The context of these exchanges is crucial. The charter system, established in 2016, grants teams a form of ownership and revenue sharing, effectively creating a more stable and valuable business model for team principals. However, negotiations surrounding charter extensions and potential adjustments to the system have been a source of contention and complex discussions between team owners and NASCAR. The league’s objective, as suggested by the context of the meeting, was to foster a unified front among team owners to negotiate favorable terms for future broadcast rights agreements, which are a significant revenue stream for the sport.

Childress’s public criticisms, particularly his economic comparisons between car generations and his skepticism about the benefits of the new TV deal, directly challenged the narrative NASCAR leadership sought to present. His statements could have been interpreted as undermining the league’s efforts to project stability and growth, potentially emboldening other team owners to adopt a more adversarial stance in negotiations.

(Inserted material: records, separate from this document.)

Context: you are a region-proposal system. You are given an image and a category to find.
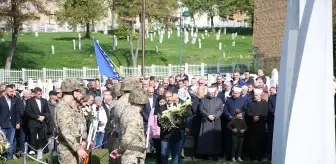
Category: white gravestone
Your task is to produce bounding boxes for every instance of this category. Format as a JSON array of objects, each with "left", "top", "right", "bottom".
[
  {"left": 198, "top": 39, "right": 202, "bottom": 49},
  {"left": 51, "top": 45, "right": 55, "bottom": 55},
  {"left": 159, "top": 32, "right": 163, "bottom": 44},
  {"left": 104, "top": 25, "right": 108, "bottom": 35},
  {"left": 167, "top": 30, "right": 171, "bottom": 39},
  {"left": 149, "top": 33, "right": 153, "bottom": 42},
  {"left": 72, "top": 39, "right": 76, "bottom": 50},
  {"left": 78, "top": 33, "right": 82, "bottom": 50},
  {"left": 191, "top": 36, "right": 197, "bottom": 44},
  {"left": 216, "top": 33, "right": 220, "bottom": 40},
  {"left": 112, "top": 35, "right": 118, "bottom": 51},
  {"left": 184, "top": 30, "right": 189, "bottom": 44}
]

The lawsuit itself, filed by 23XI Racing (co-owned by basketball legend Michael Jordan and Denny Hamlin) and Front Row Motorsports, alleges that NASCAR’s charter system and its management of the sport constitute an unlawful monopoly. The plaintiffs argue that the system unfairly restricts competition and limits the ability of teams to operate independently and profitably. The unsealed text messages, while not directly related to the core legal arguments of the antitrust case, could be used by plaintiffs to demonstrate a pattern of alleged unfair or retaliatory behavior by NASCAR leadership towards team owners who voice dissent or pose challenges to the league’s established order.

The revelation of Phelps’s private sentiments towards a prominent team owner like Childress raises significant questions about the relationship between NASCAR’s administrative leadership and the individuals who invest heavily in and operate the teams that form the core of the sport. Such personal animosity, if widespread, could potentially hinder constructive dialogue and collaboration necessary for the sport’s continued evolution and success.

NASCAR has historically prided itself on its family-like atmosphere and the collaborative spirit between the sanctioning body and its stakeholders. However, these leaked communications suggest a deeper level of internal discord. The public nature of these remarks, now exposed through legal proceedings, is likely to create further tension and scrutiny surrounding NASCAR’s governance and leadership.

The impact of these revelations on the ongoing antitrust lawsuit remains to be seen. However, they undoubtedly add a layer of personal drama and controversy to a case that already centers on fundamental questions about the structure and fairness of the business of professional stock car racing. As the legal process unfolds, further details regarding the relationships and internal workings of NASCAR leadership may continue to emerge, offering a more comprehensive understanding of the sport’s complex ecosystem. The words attributed to Steve Phelps not only reflect a harsh personal judgment of Richard Childress but also potentially signal a broader disconnect between NASCAR’s executive suite and some of its most seasoned and influential participants.